—¡Pero también usté! ¿Por qué se metió en lo de Bermúdez, para qué nos forzó la mano sin necesidad?...
—Questo é un altro paio di maniche!—repitió el doctor.—Se lo vuelvo á decir, porque ustedes no se habían dado cuenta de dos cosas: de que Bermúdez es un magnífico instrumento en la municipalidad, primero; y de que yo puedo serle muy útil ó muy perjudicial, después. Era preciso que nos conociéramos, señor Ferreiro, para que ustedes no me tuvieran arrumbado en un rincón como hasta ahora. Y usted convendrá en que me he hecho conocer sin causarles perjuicio. ¿Es una buena cualidad, no es cierto? ¡Vaya! ¡Dígale al intendente que me reponga sin ruido, y tan amigos como antes ó más amigos que nunca, mejor dicho!

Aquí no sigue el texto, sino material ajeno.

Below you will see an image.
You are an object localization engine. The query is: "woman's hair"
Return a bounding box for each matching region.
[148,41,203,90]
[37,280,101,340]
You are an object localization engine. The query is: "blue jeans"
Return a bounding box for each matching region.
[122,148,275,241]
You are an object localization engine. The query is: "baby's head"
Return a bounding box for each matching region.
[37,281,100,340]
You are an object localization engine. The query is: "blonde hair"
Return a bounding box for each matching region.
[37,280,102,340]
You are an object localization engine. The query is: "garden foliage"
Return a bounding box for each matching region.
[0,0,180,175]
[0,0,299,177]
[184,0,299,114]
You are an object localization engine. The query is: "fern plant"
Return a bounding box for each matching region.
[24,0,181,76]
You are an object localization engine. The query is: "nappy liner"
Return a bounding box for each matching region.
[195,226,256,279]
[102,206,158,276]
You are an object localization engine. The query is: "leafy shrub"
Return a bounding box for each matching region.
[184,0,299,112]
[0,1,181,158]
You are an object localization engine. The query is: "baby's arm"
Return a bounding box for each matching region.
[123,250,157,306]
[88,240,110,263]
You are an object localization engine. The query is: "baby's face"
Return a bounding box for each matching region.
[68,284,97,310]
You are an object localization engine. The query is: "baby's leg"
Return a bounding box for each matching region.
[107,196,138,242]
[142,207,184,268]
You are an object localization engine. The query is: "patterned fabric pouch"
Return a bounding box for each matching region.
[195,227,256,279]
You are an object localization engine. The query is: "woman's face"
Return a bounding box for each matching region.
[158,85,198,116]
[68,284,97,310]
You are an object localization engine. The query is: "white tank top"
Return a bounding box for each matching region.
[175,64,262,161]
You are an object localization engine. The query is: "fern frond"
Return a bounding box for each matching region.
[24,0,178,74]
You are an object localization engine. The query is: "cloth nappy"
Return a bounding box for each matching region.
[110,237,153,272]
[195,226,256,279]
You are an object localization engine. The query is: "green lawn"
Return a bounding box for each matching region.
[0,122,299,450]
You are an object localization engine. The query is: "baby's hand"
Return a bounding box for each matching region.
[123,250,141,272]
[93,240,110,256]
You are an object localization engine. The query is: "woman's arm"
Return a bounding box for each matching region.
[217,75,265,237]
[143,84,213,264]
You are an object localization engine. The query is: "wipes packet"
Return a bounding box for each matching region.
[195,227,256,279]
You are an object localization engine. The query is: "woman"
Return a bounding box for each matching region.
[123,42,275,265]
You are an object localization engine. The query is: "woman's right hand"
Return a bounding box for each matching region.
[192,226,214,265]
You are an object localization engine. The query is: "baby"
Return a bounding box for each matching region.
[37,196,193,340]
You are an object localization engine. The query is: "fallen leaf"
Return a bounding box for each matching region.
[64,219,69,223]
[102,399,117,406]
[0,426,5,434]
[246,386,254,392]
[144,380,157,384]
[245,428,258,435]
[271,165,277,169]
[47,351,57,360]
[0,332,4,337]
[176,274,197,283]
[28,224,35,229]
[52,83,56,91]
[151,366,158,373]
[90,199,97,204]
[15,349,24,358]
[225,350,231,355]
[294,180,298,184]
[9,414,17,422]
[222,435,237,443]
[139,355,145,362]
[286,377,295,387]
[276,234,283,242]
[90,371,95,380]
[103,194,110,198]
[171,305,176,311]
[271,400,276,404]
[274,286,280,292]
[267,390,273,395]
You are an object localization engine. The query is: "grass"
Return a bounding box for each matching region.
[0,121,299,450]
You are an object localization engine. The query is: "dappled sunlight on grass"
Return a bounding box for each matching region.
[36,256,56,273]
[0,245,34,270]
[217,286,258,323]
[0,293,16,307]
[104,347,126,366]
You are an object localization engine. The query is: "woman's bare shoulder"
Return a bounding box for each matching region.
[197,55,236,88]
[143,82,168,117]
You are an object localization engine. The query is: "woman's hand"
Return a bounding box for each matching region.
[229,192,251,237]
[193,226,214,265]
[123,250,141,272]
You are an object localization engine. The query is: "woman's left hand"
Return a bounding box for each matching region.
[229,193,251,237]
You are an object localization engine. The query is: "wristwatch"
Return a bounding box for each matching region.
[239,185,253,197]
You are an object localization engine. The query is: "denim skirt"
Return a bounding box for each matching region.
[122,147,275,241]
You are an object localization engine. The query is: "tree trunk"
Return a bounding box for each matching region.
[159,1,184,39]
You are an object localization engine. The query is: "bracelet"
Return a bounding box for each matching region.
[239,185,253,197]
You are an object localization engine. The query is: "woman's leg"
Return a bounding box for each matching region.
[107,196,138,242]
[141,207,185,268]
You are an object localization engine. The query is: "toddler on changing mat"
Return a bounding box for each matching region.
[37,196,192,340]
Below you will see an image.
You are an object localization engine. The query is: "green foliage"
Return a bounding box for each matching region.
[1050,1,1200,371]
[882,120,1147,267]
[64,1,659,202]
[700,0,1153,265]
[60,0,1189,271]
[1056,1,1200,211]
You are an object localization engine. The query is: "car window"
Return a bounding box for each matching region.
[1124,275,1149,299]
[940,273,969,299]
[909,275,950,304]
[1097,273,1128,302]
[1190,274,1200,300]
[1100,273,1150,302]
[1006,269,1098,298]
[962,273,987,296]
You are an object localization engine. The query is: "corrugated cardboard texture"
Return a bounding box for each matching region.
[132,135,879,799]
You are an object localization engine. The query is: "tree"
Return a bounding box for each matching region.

—Bueno... veré... pensaré.
—¡Eso es! Piénselo bien, caro. Yo no quiero que se haya ninguna arbitrariedad en mi favor.
—¡Qué gringo éste!—murmuró Ferreiro, levantándose entre divertido y malhumorado.—Es como la garúa finita, que lo cala á uno hasta los huesos. Y se va á salir con la suya, no más,—agregó palmeándole el hombro.
—Piénselo, piénselo y no se apure,—dijo el otro.—Para todo hay tiempo, y á la corta ó á la larga usté se convencerá de que yo soy un buen amigo.
—Y yo también, doctor.
Se separaron. Fillipini, seguro de haber movido bien las piezas, murmuraba sin embargo:
—¡Eh! si pudieses ¡qué patada me darías! Pero no podrás...
Sin perder tiempo volvió á la confitería de Cármine, donde había un grupo de opositores tomando aperitivos, los unos sentados alrededor de las mesas, los otros de pie junto al mostrador. Silvestre, que peroraba entre ellos, se acercó á Fillipini, como era, en parte, el deseo de éste, pues quería hallar modo de que le vieran hablar largo y tendido con algún enemigo de la situación,—Viera, si fuese posible, y lo sería, pues se hallaba presente también.